Iraqi-born Israeli footballer

Isaak Hayik (יצחק חייק; born 13 April 1945) is an Israeli entrepreneur, author, illustrator, and footballer. He became the world's oldest professional football player when he played for Ironi Or Yehuda as a goalkeeper at the age of 73.

== Early life and family ==
Hayik was born in an affluent Jewish family in Iraq. His father, Moshe Hayik, was a physician. At the beginning of 1951, when Isaac was five years old, the Hayik family immigrated to Israel. They settled in the transit camp (slums) of Or Yehuda. Since then, Isaac has been inseparable from Or Yehuda. Isaac Hayik married Idit, the daughter of Mordechai Ben-Porat, mayor of Or Yehuda and later Knesset Member and government minister. Idit and Isaac Hayik have three children. Isaac's younger brother, Shaul, became a successful footballer. Isaac Hayik was a player for Hakoah Maccabi Ramat Gan, when it won the 1968–1969 Israel State Cup. He studied education and history.
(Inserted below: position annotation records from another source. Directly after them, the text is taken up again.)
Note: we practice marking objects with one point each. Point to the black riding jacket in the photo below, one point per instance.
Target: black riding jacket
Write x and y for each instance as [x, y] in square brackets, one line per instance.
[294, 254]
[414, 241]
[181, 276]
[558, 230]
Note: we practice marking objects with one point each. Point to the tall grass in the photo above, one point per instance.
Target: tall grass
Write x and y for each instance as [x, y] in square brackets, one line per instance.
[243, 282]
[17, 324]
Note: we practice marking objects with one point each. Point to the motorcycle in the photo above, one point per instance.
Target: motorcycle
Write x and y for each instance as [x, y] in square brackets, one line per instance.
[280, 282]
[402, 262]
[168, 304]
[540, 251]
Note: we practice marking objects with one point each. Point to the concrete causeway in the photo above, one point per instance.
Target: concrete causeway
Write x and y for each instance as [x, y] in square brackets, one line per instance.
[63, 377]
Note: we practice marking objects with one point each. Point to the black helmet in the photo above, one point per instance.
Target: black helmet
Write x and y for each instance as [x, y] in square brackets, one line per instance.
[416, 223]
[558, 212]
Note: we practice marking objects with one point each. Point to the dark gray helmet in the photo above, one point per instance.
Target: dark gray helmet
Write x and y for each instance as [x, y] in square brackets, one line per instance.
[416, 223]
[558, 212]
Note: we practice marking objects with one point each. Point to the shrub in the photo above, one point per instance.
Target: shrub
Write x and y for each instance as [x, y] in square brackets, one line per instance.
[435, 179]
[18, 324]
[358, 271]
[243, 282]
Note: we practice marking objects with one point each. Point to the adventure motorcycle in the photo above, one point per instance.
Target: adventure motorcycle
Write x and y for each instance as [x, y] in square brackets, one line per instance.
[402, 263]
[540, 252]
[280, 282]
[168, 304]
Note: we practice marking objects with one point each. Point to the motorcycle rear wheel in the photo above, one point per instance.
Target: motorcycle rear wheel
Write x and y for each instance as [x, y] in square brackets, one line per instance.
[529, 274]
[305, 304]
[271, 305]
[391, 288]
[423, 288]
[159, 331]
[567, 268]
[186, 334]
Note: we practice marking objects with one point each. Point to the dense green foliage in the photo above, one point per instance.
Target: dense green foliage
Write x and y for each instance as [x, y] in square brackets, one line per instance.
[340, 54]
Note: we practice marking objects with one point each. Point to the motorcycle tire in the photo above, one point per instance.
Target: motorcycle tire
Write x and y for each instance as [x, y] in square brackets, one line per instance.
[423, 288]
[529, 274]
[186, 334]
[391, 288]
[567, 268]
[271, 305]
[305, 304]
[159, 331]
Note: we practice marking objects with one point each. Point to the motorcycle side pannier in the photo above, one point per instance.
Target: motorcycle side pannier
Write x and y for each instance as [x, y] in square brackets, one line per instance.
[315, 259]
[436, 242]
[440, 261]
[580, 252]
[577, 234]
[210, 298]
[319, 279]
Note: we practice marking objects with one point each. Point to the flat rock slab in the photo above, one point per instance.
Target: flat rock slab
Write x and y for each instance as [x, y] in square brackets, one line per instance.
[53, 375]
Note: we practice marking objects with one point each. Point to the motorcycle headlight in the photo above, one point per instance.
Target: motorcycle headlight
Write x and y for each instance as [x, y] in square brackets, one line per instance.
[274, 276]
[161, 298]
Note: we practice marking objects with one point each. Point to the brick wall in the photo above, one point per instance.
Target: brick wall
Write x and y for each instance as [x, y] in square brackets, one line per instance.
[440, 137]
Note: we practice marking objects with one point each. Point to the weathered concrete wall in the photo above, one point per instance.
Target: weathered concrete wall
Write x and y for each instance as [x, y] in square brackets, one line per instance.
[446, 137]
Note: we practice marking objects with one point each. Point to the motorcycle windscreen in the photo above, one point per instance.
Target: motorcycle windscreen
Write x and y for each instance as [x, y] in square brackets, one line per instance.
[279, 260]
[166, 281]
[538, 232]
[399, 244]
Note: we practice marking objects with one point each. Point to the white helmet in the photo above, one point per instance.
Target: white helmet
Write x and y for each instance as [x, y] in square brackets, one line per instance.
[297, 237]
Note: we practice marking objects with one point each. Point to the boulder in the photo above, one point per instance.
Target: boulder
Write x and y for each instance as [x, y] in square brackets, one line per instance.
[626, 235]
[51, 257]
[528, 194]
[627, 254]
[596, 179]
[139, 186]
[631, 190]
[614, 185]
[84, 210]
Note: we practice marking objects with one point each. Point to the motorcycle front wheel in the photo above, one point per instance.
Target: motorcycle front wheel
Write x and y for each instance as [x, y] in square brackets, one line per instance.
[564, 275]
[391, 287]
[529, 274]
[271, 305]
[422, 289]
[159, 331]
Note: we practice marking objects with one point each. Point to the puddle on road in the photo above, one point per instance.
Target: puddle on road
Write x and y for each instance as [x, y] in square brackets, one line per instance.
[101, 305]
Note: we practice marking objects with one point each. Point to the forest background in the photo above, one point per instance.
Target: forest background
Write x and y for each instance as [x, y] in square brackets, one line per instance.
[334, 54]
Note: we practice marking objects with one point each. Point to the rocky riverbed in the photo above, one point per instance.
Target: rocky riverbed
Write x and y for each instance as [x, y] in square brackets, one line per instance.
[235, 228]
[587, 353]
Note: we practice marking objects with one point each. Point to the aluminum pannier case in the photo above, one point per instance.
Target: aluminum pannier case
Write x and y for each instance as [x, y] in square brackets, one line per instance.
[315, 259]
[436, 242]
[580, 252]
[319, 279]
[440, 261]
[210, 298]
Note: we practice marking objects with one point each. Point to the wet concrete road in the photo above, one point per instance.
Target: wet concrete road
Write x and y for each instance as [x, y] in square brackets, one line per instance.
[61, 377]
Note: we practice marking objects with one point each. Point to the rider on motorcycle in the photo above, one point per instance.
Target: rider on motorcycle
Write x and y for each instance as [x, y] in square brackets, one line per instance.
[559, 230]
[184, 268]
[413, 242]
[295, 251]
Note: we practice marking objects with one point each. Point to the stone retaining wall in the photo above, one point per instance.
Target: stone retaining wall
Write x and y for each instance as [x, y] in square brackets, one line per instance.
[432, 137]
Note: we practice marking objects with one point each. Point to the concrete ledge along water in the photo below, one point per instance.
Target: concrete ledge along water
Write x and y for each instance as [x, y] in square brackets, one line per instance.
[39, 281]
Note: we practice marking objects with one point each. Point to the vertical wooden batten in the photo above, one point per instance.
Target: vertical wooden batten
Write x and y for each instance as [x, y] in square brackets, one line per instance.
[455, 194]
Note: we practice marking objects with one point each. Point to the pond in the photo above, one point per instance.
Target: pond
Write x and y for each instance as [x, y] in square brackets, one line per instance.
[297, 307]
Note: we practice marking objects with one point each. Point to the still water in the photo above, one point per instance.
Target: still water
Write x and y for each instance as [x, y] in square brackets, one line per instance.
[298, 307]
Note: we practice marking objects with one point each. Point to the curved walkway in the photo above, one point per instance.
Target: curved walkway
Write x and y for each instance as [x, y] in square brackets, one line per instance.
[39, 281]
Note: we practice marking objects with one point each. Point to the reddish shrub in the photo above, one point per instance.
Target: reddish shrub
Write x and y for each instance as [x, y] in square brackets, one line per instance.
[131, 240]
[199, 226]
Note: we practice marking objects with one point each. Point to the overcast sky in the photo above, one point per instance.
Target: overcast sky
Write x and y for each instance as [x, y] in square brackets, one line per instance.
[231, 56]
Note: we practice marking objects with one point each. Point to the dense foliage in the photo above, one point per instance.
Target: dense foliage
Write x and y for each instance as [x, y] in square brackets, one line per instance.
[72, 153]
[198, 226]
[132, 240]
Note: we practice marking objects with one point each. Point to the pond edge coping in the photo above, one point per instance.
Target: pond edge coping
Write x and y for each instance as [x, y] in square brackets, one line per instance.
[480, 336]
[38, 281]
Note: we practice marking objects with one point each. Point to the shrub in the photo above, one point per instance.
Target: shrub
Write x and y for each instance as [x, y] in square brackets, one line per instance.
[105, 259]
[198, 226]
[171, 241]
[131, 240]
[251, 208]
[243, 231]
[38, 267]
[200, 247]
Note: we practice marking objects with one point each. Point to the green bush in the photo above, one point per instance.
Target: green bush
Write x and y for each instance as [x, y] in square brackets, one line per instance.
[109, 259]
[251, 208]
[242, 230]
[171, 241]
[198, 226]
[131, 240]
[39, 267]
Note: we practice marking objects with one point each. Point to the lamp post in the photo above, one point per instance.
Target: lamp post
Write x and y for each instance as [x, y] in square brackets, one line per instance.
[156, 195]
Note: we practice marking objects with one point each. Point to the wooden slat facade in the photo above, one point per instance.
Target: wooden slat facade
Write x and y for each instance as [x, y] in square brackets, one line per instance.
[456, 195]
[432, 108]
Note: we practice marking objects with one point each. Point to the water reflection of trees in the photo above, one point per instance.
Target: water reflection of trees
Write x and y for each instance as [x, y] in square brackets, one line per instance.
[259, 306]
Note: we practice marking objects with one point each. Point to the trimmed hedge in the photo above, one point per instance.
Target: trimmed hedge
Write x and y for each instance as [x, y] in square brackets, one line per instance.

== Author, illustrator, and youth counselor ==
Hayik engaged in graphical design and became the caricaturist of the daily newspapers Hadshot HaSport in Hebrew and Al-Yaum in Arabic. He also illustrated several books.

He wrote his first book, The Next War (Ramdor, 1968), when he was only 23. The book was written in the euphoric Israeli period after the Six Day War and described the attack on Israel prepared by Soviet-backed Arab armies, and the IDF victory over its enemies. It was originally published in chapters in the Israeli newspaper of record, Haaretz. His second book, The End of the Earth (Ramdor, 1969), was a science fiction book that described a worldwide war and the extermination of most of humanity, with aliens also joining it towards the end of the war. His third book, Our Woman in Moscow (Chechik, 1970), described the activities of the Mossad in the Soviet Union.

Alongside, from 1965 to 1980, he worked as a youth counselor in Or Yehuda.

== Business career ==
In 1980 Hayik founded Hayik Bamot, a company that became the largest supplier in Israel for stages, decors and props for events, shows, rallies and ceremonies. In response to the refusal of several actors and theater companies to perform at the Ariel Center for the Performing Arts in the Israeli West Bank settlement of Ariel, he announced that his company would no longer provide stages and decors for theaters which refused to perform at the Ariel theater.

== Football career ==
Hayik served as the manager of Maccabi Or Yehuda team in the third division and played as a goalkeeper for the Elitzur Yehud team. As of 2019, he serves as the goalkeeper of Maccabi Or Yehuda and is the oldest goalkeeper in the country. In April 2019 he entered the Guinness Book of Records as the oldest football player of all time, at the age of 73.